Pfütze mit roter Schaumkrone
Ein Ort, an dem die Krise besonders sichtbar wird, ist der Pergusa-See, der einzige natürliche See im Herzen von Sizilien. Er ist schon zu riechen, bevor man ihn zu sehen bekommt. Bakterien und Algen sorgen für Verfaulung, nachdem er vor einem Monat fast komplett ausgetrocknet ist. Um den See herum führt eine alte Autorennbahn, an der zu sehen ist, wie weit der See einmal reichte. Niemand ist auf dem Gelände zu sehen, ausser der achtzigjährige Mario Termini. Mit übereinandergeschlagenen Beinen sitzt er telefonierend auf dem alten Steg. Vor ihm erstreckt sich meterweit der verdorrte Boden. Schon seit einigen Jahren legen keine Boote mehr von diesem Steg ab. Heute ist vom See nur noch eine kleine Pfütze mit roter Schaumkrone übrig. «Einer der wärmsten Orte Europas hat seinen einzigen See verloren», titelte der britische «Independent».
Wie ein Stammgast eines mittlerweile zerfallenen Seetheaters sitzt Termini da und erzählt von früher, als er als Kind die Seebühne noch durchschwimmen konnte. Als Jugendlicher ruderte er mit Freunden über den See, um die Vögel und den Himmel vom Wasser aus zu beobachten. Später dann kam der Bildhauer immer wieder an den See, an dessen Ufer seine Kinder ihre Häuser gebaut hatten.

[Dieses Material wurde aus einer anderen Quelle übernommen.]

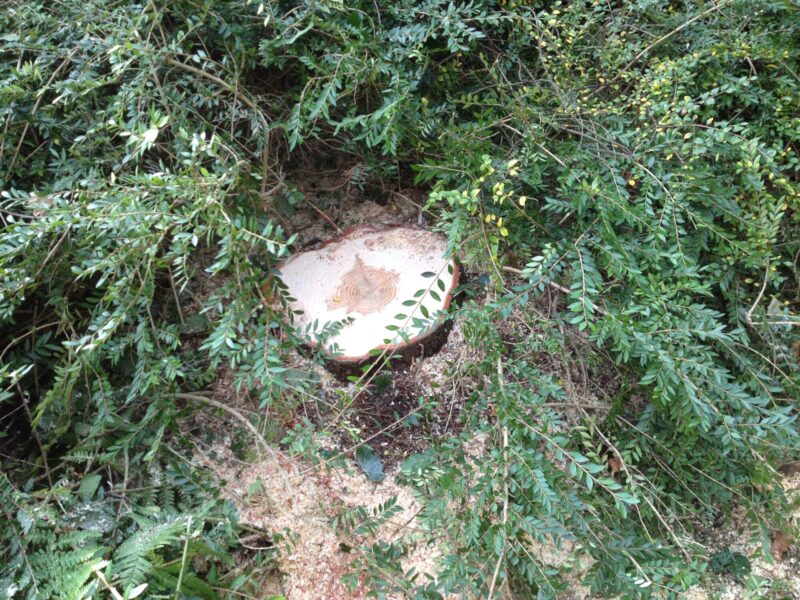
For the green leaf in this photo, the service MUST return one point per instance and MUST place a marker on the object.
(370, 463)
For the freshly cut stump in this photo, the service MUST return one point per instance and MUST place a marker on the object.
(373, 291)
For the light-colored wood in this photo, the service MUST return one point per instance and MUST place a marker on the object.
(361, 280)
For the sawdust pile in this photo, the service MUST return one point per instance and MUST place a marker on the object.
(285, 496)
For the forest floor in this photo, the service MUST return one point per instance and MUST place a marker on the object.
(296, 503)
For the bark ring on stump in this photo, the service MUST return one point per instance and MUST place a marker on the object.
(387, 288)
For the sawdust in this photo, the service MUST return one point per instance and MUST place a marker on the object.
(781, 577)
(299, 508)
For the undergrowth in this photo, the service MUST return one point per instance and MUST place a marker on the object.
(636, 160)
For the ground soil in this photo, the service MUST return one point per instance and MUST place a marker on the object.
(400, 413)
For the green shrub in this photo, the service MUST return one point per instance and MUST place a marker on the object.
(635, 162)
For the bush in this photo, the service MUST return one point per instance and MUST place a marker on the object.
(637, 160)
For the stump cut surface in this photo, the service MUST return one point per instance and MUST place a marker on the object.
(364, 277)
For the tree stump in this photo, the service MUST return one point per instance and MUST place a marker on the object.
(372, 292)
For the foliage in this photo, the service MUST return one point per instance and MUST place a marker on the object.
(634, 165)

Im Juni ist der Vorhang endgültig gefallen, da meldete die italienische Umweltorganisation Legambiente offiziell das Verschwinden des Pergusa-Sees, da der Boden fast vollständig ausgedorrt war. «Da konnte ich fast einmal komplett durch das gesamte Seebecken laufen», sagt Termini.
Der Pergusa-See ist bis heute das einzige natürliche Wasserreservoir der Insel. Ursprünglich war er eine Oase, die auch von zahlreichen Vogelarten angeflogen wurde, die jedes Jahr von Afrika nach Europa ziehen. Ob sie im nächsten Jahr hier noch landen werden, bleibt fraglich. Schon jetzt ist es für Fische kaum mehr möglich, in der verschrumpelten Pfütze zu überleben.
Kurz nach seiner Verabschiedung dreht sich Termini noch einmal um und sagt: «Alle sagen, der See sei tot, doch für mich kann er nicht sterben.»
Laut dem Uno-Klimabericht von 2023 waren in den vergangenen beiden Jahren knapp zwei Milliarden Menschen weltweit von Dürre betroffen. Im Vorwort zum Bericht sagte der Exekutivsekretär des Uno-Übereinkommens zur Bekämpfung der Wüstenbildung, Ibrahim Thiaw: «Dürren verlaufen im Stillen, bleiben oft unbemerkt und lösen keine unmittelbare öffentliche und politische Reaktion aus. Diese stille Verwüstung setzt einen Kreislauf der Vernachlässigung fort und lässt die betroffenen Bevölkerungsgruppen die Last isoliert tragen.»